Monday, June 24, 2013

SPY June 24 2013

SPY June 24 2013


The Bernanke crash continued on June 24, with unabated selling until mid-afternoon, when short-covering and bargain hunting drew buyers. The wild buying at end of day did not feel "organic," but rather that of a technical bounce. SPY hit prices it had not seen since April.

The only thing missing from the market right now is confidence, since the fundamentals are not much different than they were a week or month ago. When mass sentiment takes hold, you get vicious downdrafts like this, but they can dissipate quickly when something reassuring happens as well. Market makers have known this at least as long ago as when Whitney strode confidently across the floor of the exchange with a handful of cash in November 1929. Recent action is nothing like that time, of course, so far this remains simple topping action.

Theoretically, the market should take Fed tapering as a non-issue since it only happens due to a strengthening economy, but that's a fairly naive viewpoint favored by the likes of former Ivy League professors.

The bond market is putting some pressure on the Fed. One of many benefits of QE was to drive down rates, which greatly eased the government's carrying costs for the national debt. As rates skyrocket due to the Fed's careless handling of public confidence, the bond guys are making a statement which is going to affect debt carrying costs and, ultimately, government spending. That's a long-term negative for the economy. But that's far in the future, right now everybody can stick to their guns. The Fed erected a very delicate house of cards which is having some difficulty. Fed Presidents coming out and calling the bond guys names is just, how shall I put this delicately, unseemly.

The Fed's current mania with being "transparent" is completely at odds with the previous 100 years of Fed policy.
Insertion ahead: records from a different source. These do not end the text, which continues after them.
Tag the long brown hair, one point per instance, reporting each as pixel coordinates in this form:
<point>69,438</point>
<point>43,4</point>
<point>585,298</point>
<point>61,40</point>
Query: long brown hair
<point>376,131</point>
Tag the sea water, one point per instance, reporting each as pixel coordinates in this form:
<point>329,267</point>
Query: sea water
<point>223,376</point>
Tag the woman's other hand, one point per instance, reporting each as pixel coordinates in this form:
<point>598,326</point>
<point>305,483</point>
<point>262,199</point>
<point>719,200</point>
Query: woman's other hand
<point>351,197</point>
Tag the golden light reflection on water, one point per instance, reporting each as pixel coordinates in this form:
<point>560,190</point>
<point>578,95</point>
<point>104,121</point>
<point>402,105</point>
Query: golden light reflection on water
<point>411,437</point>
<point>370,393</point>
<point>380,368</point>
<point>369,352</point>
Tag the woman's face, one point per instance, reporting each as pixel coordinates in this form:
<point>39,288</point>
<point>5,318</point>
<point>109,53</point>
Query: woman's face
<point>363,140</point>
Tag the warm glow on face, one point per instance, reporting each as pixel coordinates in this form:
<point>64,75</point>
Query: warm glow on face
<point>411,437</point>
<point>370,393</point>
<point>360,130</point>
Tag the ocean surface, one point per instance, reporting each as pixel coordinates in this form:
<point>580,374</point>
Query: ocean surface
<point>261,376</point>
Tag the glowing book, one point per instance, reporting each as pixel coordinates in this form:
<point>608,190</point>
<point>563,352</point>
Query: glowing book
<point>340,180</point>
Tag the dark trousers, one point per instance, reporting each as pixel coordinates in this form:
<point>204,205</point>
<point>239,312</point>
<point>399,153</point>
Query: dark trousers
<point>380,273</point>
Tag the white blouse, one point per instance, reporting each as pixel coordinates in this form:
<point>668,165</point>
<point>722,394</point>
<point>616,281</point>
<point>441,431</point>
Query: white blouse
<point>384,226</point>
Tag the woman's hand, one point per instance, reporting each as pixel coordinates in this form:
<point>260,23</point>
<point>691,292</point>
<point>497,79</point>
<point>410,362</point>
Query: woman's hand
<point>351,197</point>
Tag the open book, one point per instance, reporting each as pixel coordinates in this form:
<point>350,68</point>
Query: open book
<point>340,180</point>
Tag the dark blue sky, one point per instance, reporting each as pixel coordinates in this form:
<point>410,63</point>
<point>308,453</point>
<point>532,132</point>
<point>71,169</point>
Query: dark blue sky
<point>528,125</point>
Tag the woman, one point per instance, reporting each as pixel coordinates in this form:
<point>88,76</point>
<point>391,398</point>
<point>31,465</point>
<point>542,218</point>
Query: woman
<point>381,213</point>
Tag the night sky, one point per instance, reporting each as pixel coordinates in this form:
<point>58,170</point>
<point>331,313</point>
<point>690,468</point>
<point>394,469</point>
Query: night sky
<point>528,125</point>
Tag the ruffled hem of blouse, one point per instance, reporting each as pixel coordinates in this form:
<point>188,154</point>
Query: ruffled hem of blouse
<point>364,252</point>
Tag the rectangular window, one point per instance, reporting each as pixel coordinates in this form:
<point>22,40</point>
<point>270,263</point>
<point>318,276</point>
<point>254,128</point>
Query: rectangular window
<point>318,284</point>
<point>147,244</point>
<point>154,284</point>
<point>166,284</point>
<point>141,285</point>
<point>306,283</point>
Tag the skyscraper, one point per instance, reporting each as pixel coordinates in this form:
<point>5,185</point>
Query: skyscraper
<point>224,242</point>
The old system worked pretty well, skilled professionals working behind the scenes and doing the best they knew how to do. Coming out and saying "We will do X" is all well and good and proper, but coming out and saying "We will do X if Y happens," with Y highly uncertain, is not really telling the market much except that everything is up in the air and that the guys behind the scenes don't have a clue. It creates uncertainty by itself - and the market hates uncertainty, as we have seen the last few days, with the VIX taking off. Sometimes, you need things to just happen when they need to happen based on unassailable facts of the moment based on past actions, without a lot of talk and foreshadowing and public gaming of possibilities in advance, as in a college seminar.
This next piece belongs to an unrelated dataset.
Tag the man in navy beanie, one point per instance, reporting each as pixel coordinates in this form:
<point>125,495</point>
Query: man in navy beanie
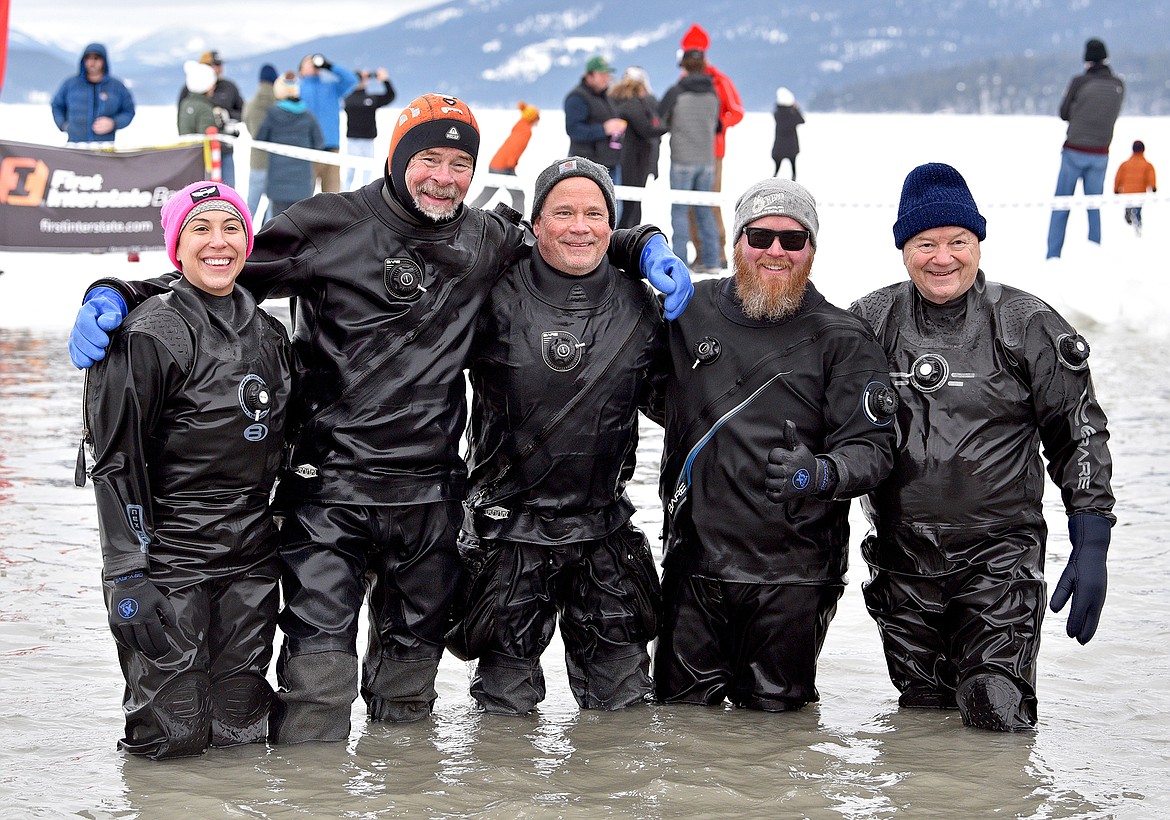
<point>1091,108</point>
<point>986,376</point>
Things are likely to remain volatile for some time, which is not unusual for summers anyway. The congestion area from March provided support today, ultimately the market may settle there for a while. How far down the averages ultimately will drop is anyone's guess, but this only is a 5% correction so far, not much by historical standards. The Nikkei may be telling us something with its recent action. Not worth hazarding any guesses right now, play it day by day. The 1540s are a lot closer now.